I posti disponibili sono 50 mila 946. A Poggioreale 679 carcerati in più. Non funziona il meccanismo delle pene alternative che potrebbe interessare più di 5mila persone. 54 i bambini che vivono in cella con le madri
Oltre diecimila detenuti in più rispetto alla capienza regolamentare degli istituti penitenziari. Sono questi i dati aggiornati al 30 giugno di quest’anno messi a disposizione dall’ufficio del capo del dipartimento dell’amministrazione penitenziaria. Un sovraffollamento record che ogni mese aumenta inesorabilmente sempre di più. Basti pensare che al 31 maggio risultavano 9948 detenuti in più, mentre ad aprile ne erano 9928. Stando agli ultimi numeri, la capienza regolamentare risulta di 50.496 posti disponibili, mentre i detenuti sono 60.522. Quindi sono ben 10.026 i detenuti in più. Tra i diversi istituti penitenziari sovraffollati, l’occhio non può non andare al carcere napoletano di Poggioreale, al centro della cronaca per la recente rivolta e gli ultimi decessi di tre detenuti nel giro di tre giorni. Nonostante il trasferimento di circa 200 detenuti, su una capienza regolamentare di 1.635 posti, risultano 2.314 detenuti: quindi sono 679 le unità in più rispetto ai posti regolamentari. Ma fini qui ci siamo basati sui numeri sulla carta. In realtà il sovraffollamento reale risulterebbe maggiore se venissero sottratte le celle non agibili dai posti regolamentari. A farlo, come già riportato da Il Dubbio, è l’esponente del Partito Radicale Rita Bernardini. Grazie all’operazione trasparenza del ministero e quindi l’aggiornamento telematico delle schede di ogni singolo istituto, l’esponente radicale ha potuto analizzare i dati delle celle inagibili e quindi non utilizzate, estrapolando quindi un dato importante: dalla capienza regolamentare ha sottratto i 3.704 posti non disponibili. Cosa significa? Che la capienza reale non è di 50.496 posti, bensì di 46.792. Ecco spiegato perché abbiamo istituti penitenziari con celle dove sono costretti a convivere otto detenuti.

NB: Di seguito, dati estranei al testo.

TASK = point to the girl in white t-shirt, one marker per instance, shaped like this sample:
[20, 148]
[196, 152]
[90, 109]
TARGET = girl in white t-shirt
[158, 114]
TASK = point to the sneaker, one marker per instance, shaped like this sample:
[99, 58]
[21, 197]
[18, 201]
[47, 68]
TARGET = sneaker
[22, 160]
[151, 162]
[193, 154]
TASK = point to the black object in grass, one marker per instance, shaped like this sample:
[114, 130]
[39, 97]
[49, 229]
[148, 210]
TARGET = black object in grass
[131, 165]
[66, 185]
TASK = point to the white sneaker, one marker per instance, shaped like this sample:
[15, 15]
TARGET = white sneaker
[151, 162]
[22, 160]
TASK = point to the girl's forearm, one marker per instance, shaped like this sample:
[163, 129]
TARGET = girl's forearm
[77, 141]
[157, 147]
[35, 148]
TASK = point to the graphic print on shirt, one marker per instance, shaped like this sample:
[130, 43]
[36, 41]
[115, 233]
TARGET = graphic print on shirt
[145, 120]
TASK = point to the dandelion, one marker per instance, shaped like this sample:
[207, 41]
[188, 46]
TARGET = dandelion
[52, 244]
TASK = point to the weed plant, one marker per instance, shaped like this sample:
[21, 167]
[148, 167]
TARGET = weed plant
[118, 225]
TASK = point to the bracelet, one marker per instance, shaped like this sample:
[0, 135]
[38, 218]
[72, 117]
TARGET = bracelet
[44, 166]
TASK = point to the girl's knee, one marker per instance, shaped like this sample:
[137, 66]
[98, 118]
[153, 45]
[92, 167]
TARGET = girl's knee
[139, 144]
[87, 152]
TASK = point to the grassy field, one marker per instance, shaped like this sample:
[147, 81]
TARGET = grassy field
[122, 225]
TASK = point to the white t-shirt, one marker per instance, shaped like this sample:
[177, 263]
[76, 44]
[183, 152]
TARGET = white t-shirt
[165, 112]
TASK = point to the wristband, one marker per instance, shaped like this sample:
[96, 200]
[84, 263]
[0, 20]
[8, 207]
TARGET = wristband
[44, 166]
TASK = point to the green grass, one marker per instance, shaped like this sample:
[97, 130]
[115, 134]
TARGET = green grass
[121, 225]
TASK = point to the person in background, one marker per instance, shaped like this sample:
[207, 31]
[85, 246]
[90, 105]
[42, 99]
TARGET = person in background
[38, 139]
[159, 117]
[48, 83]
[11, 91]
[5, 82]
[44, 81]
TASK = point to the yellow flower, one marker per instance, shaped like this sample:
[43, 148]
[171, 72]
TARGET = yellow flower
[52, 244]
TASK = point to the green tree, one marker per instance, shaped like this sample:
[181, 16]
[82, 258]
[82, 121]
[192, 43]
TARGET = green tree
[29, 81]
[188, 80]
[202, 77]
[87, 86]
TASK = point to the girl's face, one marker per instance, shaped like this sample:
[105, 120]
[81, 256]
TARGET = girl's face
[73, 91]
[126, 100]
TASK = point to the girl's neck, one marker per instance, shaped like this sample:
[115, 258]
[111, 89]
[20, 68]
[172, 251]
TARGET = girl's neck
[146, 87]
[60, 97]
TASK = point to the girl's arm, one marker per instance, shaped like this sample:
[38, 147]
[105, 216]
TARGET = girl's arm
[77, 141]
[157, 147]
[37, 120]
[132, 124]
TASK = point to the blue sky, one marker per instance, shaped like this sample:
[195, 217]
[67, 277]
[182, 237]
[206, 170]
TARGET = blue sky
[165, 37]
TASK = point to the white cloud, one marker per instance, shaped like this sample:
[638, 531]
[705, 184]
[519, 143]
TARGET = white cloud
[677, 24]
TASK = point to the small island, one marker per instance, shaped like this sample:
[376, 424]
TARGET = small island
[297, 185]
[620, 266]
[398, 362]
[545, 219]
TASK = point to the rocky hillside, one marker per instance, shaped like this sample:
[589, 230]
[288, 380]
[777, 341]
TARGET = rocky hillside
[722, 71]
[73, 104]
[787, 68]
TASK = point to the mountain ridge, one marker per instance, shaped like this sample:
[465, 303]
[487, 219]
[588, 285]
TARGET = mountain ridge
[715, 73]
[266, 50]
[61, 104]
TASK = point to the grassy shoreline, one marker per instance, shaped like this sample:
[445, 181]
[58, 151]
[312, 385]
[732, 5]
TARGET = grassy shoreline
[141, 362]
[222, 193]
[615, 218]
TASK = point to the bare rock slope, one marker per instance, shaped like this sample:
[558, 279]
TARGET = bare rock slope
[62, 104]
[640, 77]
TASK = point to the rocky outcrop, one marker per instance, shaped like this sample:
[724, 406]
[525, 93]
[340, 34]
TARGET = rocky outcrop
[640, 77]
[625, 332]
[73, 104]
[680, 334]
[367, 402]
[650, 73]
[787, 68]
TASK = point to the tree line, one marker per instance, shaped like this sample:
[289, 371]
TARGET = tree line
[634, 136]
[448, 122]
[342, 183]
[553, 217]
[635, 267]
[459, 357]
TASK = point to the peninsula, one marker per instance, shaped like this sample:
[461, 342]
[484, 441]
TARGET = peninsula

Una emergenza, perenne, che risulta paradossale visto che i reati sono in diminuzione e quindi teoricamente non servirebbero costruire nuove carceri o, addirittura, convertire caserme dismesse, ritornando quindi al passato, all’ 800, quando venivano convertiti in carcere gli antichi conventi religiosi. Le entrare, infatti, non aumentano, ma diminuiscono le uscite. Ciò significa che abbiamo centinaia di detenuti che teoricamente avrebbero la possibilità di usufruire le pene alternative, ma non hanno gli strumenti per accedervi. Lo ha detto recentemente anche il Garante nazionale delle persone private della libertà nella sua ultima relazione al parlamento. Ha indicato che c’erano 5.158 persone con pena inferiore a un anno o compresa tra uno e due anni che potrebbero usufruirne, ma che rimangono all’interno degli istituti. Per altro, dalle statistiche di cui il ministero della Giustizia ha tenuto conto nell’elaborazione della riforma dell’ordinamento penitenziario ( poi approvata a metà) emerge che per chi sconta la pena in carcere il tasso di recidiva è del 60,4 per cento. Invece, per coloro che hanno fruito di misure alternative alla detenzione, la recidiva scende al 19 per cento, ridotto all’ 1 per cento per quelli che sono stati inseriti nel circuito produttivo. Ma niente da fare, per ora l’unica parola d’ordine è costruire più carceri. Un rimedio più volte stigmatizzato dal consiglio europeo, oltre ai diversi organi internazionali che vigilano sui diritti umani.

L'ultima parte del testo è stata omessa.